Le régime chômage est mort, vive le régime chômage ! On le sait, les périodes de crise sont particulièrement difficiles pour les régimes d’assurance chômage puisque la hausse du nombre de chômeurs augmente mécaniquement le montant total de prestations données aux demandeurs d’emploi, aggravant d’autant le déficit du régime.
Mais, au-delà des causes conjoncturelles bien réelles (encore 29 700 demandeurs d’emploi supplémentaires en décembre 2012, sachant que l’Unédic en prévoit 178 000 de plus pour l’année 2013), c’est bien l’organisation structurelle du régime d’assurance chômage qui est remise en cause par le rapport publiée le 22 janvier par la Cour des Comptes . Il est ainsi mis en avant les points suivants :

  • Une couverture du risque chômage plus favorable que dans d’autres pays
  • Une insuffisante mobilisation du chômage partiel
  • Des contrats aidés nombreux mais peu efficaces
  • Une formation professionnelle qui profite surtout aux salariés déjà les mieux formés
  • Une multiplication des acteurs.

Le Président de la République et le Gouvernement ont fait des négociations entre les partenaires sociaux un levier majeur de transformation de l’action publique, s’inspirant ainsi en partie du « modèle Allemand ». Cela a déjà donné lieu à un premier accord début janvier 2013 sur la sécurisation de l’emploi, signé par le patronat et par trois syndicats (CFDT, CFTC, CGC), et permettant d’introduire de la fameuse « flexi-sécurité » dans le marché de l’emploi.
D’ores et déjà des entreprises – comme Renault qui a dévoilé hier ses propositions finales pour l’accord de compétitivité 2013-2016 – se sont engouffrées dans l’esprit de cet accord qui doit désormais être traduit dans le projet de loi du Gouvernement.

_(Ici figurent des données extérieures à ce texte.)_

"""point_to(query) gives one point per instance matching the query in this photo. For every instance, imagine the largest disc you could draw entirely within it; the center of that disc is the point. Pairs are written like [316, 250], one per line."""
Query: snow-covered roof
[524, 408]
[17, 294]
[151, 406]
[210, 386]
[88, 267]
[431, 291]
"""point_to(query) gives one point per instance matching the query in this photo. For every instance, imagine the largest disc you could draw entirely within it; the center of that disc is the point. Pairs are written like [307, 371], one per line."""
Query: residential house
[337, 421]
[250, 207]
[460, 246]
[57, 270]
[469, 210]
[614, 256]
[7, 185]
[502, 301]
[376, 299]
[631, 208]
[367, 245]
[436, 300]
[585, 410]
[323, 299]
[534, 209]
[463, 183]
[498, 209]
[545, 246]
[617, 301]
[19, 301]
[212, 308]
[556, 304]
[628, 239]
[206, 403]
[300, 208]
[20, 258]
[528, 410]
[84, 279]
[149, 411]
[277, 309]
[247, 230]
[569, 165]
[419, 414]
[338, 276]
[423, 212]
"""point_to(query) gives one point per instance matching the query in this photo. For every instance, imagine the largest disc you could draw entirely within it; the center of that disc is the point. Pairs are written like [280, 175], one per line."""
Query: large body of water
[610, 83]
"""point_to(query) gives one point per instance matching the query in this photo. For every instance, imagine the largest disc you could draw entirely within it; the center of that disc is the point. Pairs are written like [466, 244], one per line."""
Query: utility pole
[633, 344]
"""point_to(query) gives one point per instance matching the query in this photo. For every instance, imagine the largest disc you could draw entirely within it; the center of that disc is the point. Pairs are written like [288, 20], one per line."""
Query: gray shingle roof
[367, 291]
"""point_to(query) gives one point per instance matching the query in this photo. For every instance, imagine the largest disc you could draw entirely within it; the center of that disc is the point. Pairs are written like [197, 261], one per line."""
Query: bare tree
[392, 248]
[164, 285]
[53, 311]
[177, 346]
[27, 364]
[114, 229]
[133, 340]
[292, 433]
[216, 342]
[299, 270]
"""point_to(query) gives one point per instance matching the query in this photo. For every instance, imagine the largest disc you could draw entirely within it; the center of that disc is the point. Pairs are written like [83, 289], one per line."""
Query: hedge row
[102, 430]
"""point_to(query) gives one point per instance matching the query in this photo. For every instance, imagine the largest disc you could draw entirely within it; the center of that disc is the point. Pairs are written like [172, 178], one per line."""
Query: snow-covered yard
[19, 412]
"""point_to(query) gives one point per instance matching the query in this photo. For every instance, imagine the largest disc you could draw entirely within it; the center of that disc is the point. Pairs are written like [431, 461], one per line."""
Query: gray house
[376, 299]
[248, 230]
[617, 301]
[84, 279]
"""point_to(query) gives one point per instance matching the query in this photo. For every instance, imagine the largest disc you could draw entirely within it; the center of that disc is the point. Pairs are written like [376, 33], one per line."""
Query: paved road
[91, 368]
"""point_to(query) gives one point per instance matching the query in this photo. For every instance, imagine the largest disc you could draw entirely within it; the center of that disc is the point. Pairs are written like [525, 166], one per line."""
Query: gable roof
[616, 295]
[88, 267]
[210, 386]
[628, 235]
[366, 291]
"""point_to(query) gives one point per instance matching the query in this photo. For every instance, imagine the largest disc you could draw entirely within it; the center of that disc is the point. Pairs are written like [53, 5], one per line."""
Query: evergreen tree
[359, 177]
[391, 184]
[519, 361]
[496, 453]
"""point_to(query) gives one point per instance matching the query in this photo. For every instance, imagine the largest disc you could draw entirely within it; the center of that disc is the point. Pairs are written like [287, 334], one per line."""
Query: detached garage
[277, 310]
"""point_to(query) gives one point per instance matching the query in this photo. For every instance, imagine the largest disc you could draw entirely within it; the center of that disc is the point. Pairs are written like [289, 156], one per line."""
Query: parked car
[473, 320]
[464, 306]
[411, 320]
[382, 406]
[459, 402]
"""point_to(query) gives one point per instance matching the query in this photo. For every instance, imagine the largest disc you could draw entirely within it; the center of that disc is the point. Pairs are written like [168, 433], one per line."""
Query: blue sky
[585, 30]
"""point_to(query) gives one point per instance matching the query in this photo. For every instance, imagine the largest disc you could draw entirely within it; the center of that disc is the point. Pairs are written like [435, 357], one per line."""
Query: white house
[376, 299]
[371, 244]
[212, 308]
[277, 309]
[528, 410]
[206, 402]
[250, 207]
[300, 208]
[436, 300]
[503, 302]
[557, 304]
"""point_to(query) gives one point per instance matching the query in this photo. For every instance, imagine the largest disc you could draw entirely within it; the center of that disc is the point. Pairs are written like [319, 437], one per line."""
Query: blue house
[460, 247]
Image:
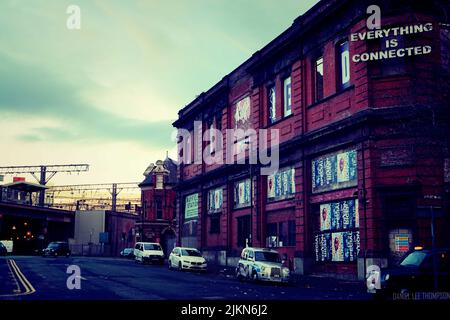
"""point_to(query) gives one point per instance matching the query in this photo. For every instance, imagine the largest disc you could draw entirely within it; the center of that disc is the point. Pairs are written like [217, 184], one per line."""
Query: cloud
[31, 91]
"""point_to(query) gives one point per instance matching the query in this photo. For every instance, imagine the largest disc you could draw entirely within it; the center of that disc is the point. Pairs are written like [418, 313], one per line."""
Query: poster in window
[242, 114]
[330, 168]
[346, 215]
[336, 218]
[323, 247]
[352, 165]
[342, 167]
[337, 244]
[242, 193]
[215, 200]
[349, 252]
[334, 171]
[191, 206]
[271, 186]
[356, 244]
[325, 217]
[281, 184]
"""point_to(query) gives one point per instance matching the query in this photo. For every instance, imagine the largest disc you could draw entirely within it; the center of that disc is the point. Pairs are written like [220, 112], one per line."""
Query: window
[243, 224]
[215, 200]
[281, 185]
[318, 79]
[242, 194]
[214, 224]
[287, 96]
[281, 234]
[337, 231]
[159, 181]
[158, 204]
[271, 102]
[344, 66]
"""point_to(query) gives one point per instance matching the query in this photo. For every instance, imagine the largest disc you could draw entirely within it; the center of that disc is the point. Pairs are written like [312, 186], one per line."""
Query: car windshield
[414, 259]
[149, 246]
[192, 253]
[267, 256]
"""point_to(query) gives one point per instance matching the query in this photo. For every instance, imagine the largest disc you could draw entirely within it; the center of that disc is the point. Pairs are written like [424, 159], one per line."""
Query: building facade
[158, 215]
[362, 119]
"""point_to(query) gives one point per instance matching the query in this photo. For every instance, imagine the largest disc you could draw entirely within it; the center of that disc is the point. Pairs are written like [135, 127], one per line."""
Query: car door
[250, 260]
[175, 257]
[137, 251]
[242, 263]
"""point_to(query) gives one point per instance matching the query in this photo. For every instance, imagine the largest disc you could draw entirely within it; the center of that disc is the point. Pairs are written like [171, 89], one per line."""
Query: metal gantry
[46, 172]
[93, 195]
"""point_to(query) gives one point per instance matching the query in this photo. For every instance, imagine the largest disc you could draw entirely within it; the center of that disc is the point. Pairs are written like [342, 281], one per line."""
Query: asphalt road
[37, 278]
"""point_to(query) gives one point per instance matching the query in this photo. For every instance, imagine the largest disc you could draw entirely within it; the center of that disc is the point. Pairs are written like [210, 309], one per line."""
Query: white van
[8, 244]
[148, 252]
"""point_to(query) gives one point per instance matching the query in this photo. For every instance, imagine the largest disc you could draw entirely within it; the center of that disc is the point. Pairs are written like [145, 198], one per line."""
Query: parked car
[261, 264]
[187, 259]
[58, 248]
[148, 252]
[127, 253]
[8, 245]
[3, 250]
[415, 273]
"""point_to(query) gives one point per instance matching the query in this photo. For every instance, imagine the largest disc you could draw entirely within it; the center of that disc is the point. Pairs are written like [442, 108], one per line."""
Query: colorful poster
[334, 171]
[242, 114]
[356, 213]
[352, 165]
[337, 243]
[281, 184]
[191, 206]
[271, 186]
[323, 247]
[346, 214]
[342, 166]
[215, 200]
[336, 219]
[337, 247]
[242, 193]
[325, 217]
[402, 242]
[343, 215]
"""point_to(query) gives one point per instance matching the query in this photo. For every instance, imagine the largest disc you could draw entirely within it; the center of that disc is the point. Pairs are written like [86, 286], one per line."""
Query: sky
[107, 94]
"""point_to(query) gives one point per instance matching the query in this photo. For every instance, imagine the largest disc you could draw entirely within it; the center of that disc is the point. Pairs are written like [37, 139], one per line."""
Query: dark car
[55, 249]
[3, 250]
[416, 273]
[127, 253]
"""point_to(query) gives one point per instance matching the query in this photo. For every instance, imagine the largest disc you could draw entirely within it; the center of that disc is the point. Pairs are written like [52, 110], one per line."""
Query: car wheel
[238, 274]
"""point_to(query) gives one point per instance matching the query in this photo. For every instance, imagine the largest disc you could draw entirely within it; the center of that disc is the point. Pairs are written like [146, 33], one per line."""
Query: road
[37, 278]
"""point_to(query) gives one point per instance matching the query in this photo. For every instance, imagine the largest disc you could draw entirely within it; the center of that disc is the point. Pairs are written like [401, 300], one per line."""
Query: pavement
[38, 278]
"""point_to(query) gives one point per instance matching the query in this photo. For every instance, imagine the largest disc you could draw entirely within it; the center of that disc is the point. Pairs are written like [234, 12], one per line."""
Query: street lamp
[433, 239]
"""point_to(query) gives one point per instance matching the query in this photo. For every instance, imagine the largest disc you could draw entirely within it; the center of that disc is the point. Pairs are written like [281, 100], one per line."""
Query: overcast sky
[106, 94]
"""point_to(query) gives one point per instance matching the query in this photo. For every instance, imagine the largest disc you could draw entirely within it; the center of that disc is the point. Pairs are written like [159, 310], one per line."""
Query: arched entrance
[168, 240]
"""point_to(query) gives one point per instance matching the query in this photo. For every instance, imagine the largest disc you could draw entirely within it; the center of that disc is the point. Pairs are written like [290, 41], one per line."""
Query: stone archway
[168, 240]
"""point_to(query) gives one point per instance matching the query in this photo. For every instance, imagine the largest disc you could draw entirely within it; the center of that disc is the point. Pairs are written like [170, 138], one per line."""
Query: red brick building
[364, 145]
[157, 223]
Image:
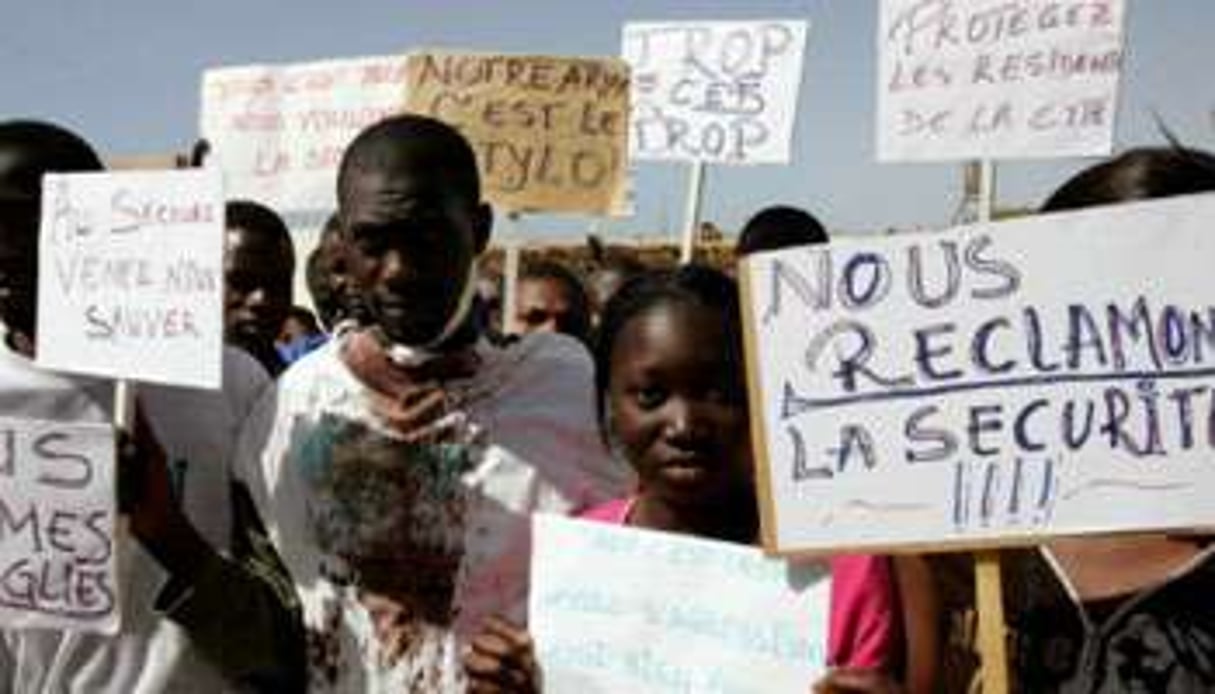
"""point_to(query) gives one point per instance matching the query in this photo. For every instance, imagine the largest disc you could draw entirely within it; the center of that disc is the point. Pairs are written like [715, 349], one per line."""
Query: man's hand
[146, 495]
[857, 681]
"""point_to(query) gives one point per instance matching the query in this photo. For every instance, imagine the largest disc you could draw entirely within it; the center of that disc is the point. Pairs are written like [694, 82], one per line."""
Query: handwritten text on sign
[998, 79]
[1038, 377]
[549, 133]
[131, 276]
[715, 91]
[278, 131]
[57, 565]
[619, 609]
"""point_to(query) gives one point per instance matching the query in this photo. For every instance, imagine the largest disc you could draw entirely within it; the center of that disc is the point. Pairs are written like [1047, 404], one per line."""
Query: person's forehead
[18, 178]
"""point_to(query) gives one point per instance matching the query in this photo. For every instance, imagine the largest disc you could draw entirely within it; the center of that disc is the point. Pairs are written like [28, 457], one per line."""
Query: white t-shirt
[197, 429]
[447, 525]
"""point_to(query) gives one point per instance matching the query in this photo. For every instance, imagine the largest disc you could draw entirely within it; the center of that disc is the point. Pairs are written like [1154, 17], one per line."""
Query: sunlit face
[258, 286]
[411, 243]
[543, 305]
[677, 405]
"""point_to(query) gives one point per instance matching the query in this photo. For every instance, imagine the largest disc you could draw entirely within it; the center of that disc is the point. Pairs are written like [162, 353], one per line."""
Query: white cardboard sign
[57, 509]
[971, 79]
[278, 131]
[992, 383]
[619, 609]
[723, 92]
[131, 276]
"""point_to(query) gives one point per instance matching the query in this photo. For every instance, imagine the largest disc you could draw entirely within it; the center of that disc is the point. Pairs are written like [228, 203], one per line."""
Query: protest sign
[988, 384]
[715, 91]
[131, 276]
[278, 131]
[964, 79]
[549, 133]
[57, 565]
[620, 609]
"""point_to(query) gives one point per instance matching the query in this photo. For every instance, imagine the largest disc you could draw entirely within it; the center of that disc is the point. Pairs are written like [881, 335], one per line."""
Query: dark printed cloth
[1158, 641]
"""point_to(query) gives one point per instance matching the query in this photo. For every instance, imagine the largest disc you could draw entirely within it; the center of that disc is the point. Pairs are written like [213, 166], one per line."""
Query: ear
[482, 224]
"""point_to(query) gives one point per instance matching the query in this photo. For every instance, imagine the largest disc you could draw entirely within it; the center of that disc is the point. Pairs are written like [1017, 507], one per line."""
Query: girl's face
[677, 405]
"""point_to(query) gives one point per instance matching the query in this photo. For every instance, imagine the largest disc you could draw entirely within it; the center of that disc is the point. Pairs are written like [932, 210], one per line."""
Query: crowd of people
[351, 511]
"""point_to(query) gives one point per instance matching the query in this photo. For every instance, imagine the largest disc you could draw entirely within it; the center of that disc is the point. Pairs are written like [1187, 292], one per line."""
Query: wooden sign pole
[691, 212]
[988, 585]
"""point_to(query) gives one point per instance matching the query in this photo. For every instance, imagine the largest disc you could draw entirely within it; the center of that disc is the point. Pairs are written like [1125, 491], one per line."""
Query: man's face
[411, 243]
[20, 212]
[258, 286]
[342, 298]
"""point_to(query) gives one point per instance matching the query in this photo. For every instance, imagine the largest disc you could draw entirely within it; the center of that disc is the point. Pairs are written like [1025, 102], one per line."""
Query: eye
[650, 396]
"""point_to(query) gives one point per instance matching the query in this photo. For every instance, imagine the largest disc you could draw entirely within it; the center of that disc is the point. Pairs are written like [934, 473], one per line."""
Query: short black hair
[425, 142]
[259, 221]
[779, 226]
[1137, 174]
[695, 285]
[47, 148]
[580, 300]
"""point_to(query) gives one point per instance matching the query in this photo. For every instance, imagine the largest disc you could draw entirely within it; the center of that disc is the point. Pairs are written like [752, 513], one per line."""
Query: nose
[549, 326]
[255, 298]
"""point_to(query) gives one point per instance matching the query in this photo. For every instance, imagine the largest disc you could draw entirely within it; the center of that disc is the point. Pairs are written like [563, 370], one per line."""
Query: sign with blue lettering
[130, 277]
[619, 609]
[987, 384]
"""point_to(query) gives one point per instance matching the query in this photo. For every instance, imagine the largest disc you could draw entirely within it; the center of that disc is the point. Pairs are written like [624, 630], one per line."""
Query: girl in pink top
[672, 401]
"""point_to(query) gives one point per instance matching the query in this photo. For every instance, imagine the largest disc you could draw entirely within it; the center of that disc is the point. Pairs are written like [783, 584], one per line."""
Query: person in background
[300, 334]
[1098, 614]
[490, 433]
[259, 264]
[551, 298]
[193, 619]
[776, 227]
[608, 271]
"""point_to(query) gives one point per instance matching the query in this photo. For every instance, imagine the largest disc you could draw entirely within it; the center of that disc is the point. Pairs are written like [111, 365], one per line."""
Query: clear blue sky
[125, 73]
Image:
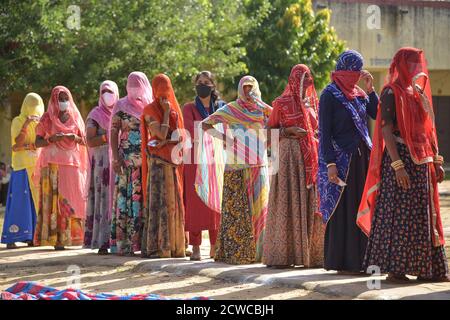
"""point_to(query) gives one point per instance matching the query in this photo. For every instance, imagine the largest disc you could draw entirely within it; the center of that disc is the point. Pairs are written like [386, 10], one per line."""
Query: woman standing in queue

Les constats de la Cour des comptes doivent aujourd’hui impérativement être mis sur la table des négociations pour poursuivre ce nouveau dialogue social. Car outre la survie financière à long terme du régime chômage, c’est bien l’équité et l’efficience du système qui est à revoir :

  • Est-il acceptable que les salariés les mieux formé profitent le plus des dispositifs de formation professionnelle alors que la formation des demandeurs d’emploi les moins qualifiés est un sésame important de retour à l’emploi ?
  • Est-il acceptable que des sociétés de production audiovisuelles utilisent le système des intermittents du spectacle pour payer à moindre frais des quasi CDI ?
  • Est-il acceptable que des niveaux d’indemnisation très élevés perdurent pour des personnes qui étaient très bien payées, mettant ainsi en difficulté le système qui doit d’abord soutenir et accompagner les personnes en situation précaire ?

Il ne s’agit pas de promettre du sang, de la sueur et des larmes aux demandeurs d’emploi ; bien au contraire il faut espérer du courage, du courage et encore du courage aux différents décideurs pour remettre le système au service de ceux qui en ont le plus besoin.